Australia is a popular place to study – great weather, great beaches, great universities, what’s not to love? – and the number of international students in the country hit new highs in 2016.
But it’s expensive too. International student tuition fees, not to mention living costs, mean you’ll be paying a lot more than a local student to get the same degree. That’s why many international students work while they’re here. But getting a job in an unfamiliar country isn’t always straightforward, so we’ve answered some burning questions to get you started.
Can I work in Australia if I have a student visa?
Yes, you can. Student visa (subclass 500) allows you to work for up to 40 hours a fortnight while studying, and for an unlimited number of hours when you’re on a study break or doing a master’s or doctoral degree. It costs $560 AUD.
How do I start to study and work in Australia?
Firstly, you need a tax file number (TFN) which you can get from the Australian Tax Office.
Next you’ll need to make sure your resume is up to scratch – check out our free Knowledge Guide to writing a great resume – and polish up your LinkedIn profile.
When you’ve done all that it’s time to look for a job, here are a few places to start:
- Job boards such as Seek or Indeed
- Talent community platforms like LiveHire
- The careers department at your university
- Shops, restaurants and cafes on your university campus
- Recruitment agencies that specialise in part time or casual work
Be persistent, you probably won’t land the first job you apply for.
What are the best jobs to apply for?
In Australia, there are three main types of employment:
- Full time: usually around 38 hours of work a week, with paid annual leave and sick leave.
- Part time: under 38 hours of regular, guaranteed work each week but you’re still entitled to paid annual leave and sick leave.
- Casual: irregular hours that aren’t guaranteed and come with no paid leave.
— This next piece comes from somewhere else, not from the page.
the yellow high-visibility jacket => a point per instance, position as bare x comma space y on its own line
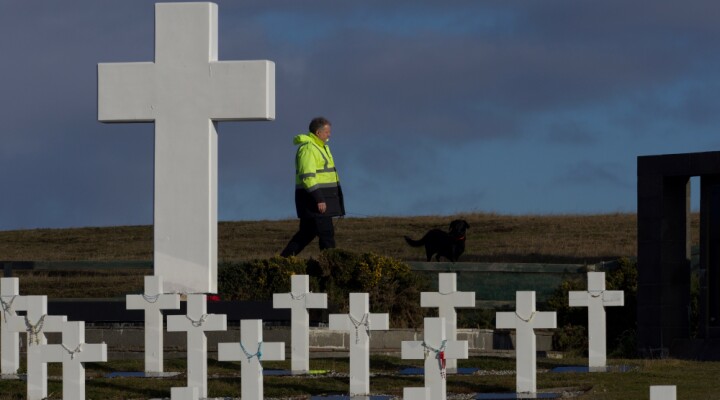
316, 179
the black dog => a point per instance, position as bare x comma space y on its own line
447, 244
However casual workers usually get paid a higher hourly rate.
Most students will be looking for part-time or casual work to give themselves time to study and to comply with the limits on their visa we mentioned above. That means retail, hospitality, customer service and call centre jobs are popular options because they give you the flexibility to work around other commitments.
Do I have rights as an international student?
Yes, every worker in Australia, including you, has rights and protections their employer must comply with. Here are a few to bear in mind:
- Fair pay: there are minimum rates that employees must be paid based on the work they do and the award their role falls under (awards are industry-specific minimum conditions set by the government). Use an online pay calculator to find out what you should be earning.
- Equality: all workers in Australia have the right to be treated fairly and without discrimination based on race, sex, colour, sexual orientation, age, physical or mental disability, marital status, family or carer’s responsibilities, pregnancy, religion or political views.
- Safety: employers must abide by occupational health and safety (OHS) guidelines and provide you with a safe and healthy workplace. If you are injured at work you’re entitled to workers’ compensation which may pay for your medical treatment or income until you get back to work.
- Superannuation (a pension): if you’re over 18 and earn more than $450 AUD per month, you are entitled to superannuation. This is a compulsory contribution by your employer into a superannuation fund. When you leave Australia, you may be eligible to have it paid to you as a Departing Australia Superannuation Payment (DASP).
Preparation will help you get a job, knowing your rights will make sure you’re treated properly when you’re in it. And the extra money you earn will help make your time in Australia even more memorable.